Das Akronym wurde Ende der 2000er Jahre von einer feministischen Bloggerin als „absichtlich technisch neutrale Bezeichnung“[4] geprägt, mit der sich cis Radikalfeministinnen von trans-exklusiven Ansätzen abgrenzen wollten.[5] Viv Smythe, die als Urheberin des Akronyms gilt, erklärt, der Begriff sei nicht beleidigend gemeint gewesen und betont, dass sie mit vielen trans-inklusiven Radikalfeministinnen produktiv zusammengearbeitet habe.[6] 2008 analysierte Smythe radikalfeministische Standpunkte und schuf mit TERF eine Bezeichnung für Gruppen, die trans Personen aus ihrem Feminismus ausschlossen. Radikalfeminismus konzentriert sich darauf, gesellschaftliche Ungleichheitsverhältnisse aus patriarchalen Strukturen zu analysieren. Ein Fokus liegt dabei beispielsweise in der Beseitigung bestehender Geschlechterrollen und damit verbundener Hierarchien.[7]

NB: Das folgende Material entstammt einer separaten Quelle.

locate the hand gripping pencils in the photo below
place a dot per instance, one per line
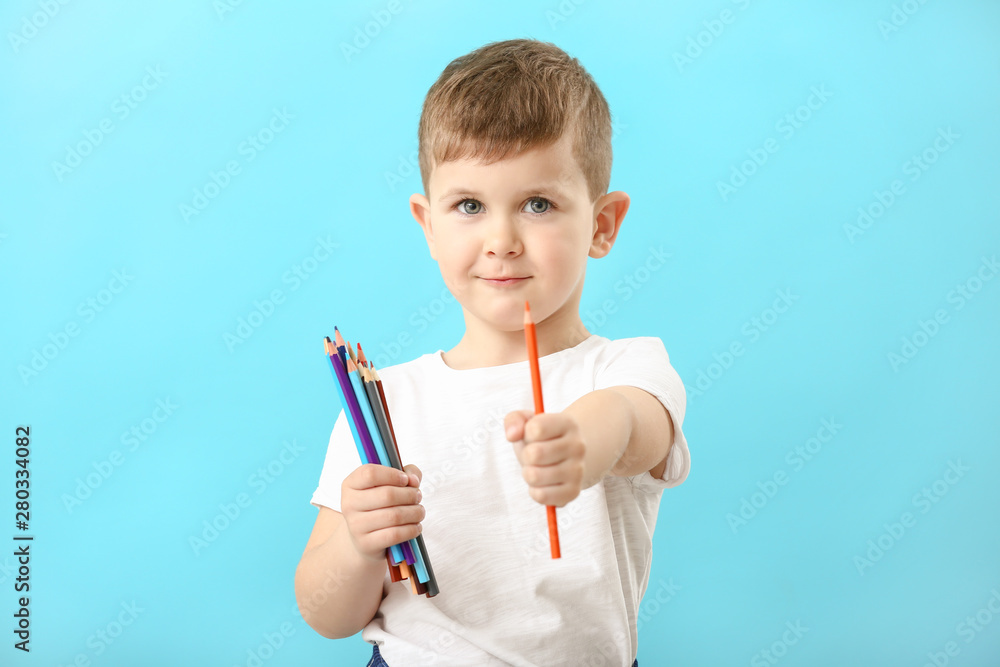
(367, 414)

Die Bezeichnung TERF wird häufig online und vor allem von trans-inklusiven Feministinnen verwendet. Von trans-exklusiven Aktivistinnen, die ihn als misogyne Beleidigung sehen, wird er abgelehnt.[8] Die Bezeichnung wird inzwischen auch auf transfeindliche Personen und Gruppen angewandt, die sich nicht als radikalfeministisch verstehen, was auch unter trans-inklusiven Feministinnen zu Debatten über die Begriffsverwendung führte.[8] Als die Verwendung von „TERF“ 2013 in Sozialen Medien an Popularität gewann, begann die Anwältin und Aktivistin Elizabeth Hungerford die Bezeichnung „gender critical“ („genderkritisch“) zu popularisieren, die inzwischen zu einer verbreiteten Selbstbezeichnung der als TERFs Bezeichneten avanciert ist.[9] Im direkten Zusammenhang mit dem Ausschluss von trans Personen durch TERF steht häufig auch der Ausschluss von Sexarbeiterinnen aus ihrem Verständnis von Feminismus und wurde mit der Bezeichnung „SWERF“ (Sex Worker Exclusionary Radical Feminism „Sexarbeiterinnen ausschließender Radikalfeminismus“) geprägt.[10]

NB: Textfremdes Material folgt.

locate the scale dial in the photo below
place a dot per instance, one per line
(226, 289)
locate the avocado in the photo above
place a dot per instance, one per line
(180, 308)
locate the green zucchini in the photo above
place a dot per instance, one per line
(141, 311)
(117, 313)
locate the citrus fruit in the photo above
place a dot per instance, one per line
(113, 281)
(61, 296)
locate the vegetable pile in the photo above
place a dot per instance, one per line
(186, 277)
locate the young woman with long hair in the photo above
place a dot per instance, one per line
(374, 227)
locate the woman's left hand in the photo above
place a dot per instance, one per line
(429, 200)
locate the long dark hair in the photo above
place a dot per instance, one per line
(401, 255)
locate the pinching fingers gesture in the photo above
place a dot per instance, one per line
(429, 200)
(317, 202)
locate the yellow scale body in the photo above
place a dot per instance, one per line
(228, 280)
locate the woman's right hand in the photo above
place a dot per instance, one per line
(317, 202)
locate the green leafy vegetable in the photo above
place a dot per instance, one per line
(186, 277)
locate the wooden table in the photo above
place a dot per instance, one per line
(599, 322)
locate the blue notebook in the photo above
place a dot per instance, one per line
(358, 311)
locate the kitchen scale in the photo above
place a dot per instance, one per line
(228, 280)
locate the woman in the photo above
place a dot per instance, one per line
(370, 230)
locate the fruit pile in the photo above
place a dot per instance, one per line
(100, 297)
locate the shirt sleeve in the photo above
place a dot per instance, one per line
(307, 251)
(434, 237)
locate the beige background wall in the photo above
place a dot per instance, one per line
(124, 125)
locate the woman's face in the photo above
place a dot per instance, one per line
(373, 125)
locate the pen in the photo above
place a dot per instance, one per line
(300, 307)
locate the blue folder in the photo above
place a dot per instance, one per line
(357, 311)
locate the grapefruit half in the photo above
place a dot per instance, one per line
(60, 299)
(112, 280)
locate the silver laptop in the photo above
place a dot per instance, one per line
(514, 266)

Debatte um „TERF“ als Beleidigung

Viele der als TERF Bezeichneten sehen in der Bezeichnung eine misogyne Beleidigung. In Reaktion auf einen Artikel in der Zeitschrift Philosophy and Phenomenological Research beschwerten sich beispielsweise sieben britische und australische Philosophinnen, dass „TERF im schlimmsten Fall eine Beleidigung („slur“) und bestenfalls abwertend“ sei, um Lesben, die „das dominante Narrativ zu Trans-Fragen nicht teilen“, zu verunglimpfen und abzutun.[11] Judith Suissa und Alice Sullivan stellen die Bezeichnung in eine Reihe mit historischen Versuchen, Frauen abzuwerten und zum Verstummen zu bringen. Die Bezeichnung werde im Englischen als Ersatz für Schimpfwörter wie witch, bitch oder cunt verwendet.[12] Auch Faika El-Nagashi bezeichnet TERF als „ein Schimpfwort, eine Attacke“.[13]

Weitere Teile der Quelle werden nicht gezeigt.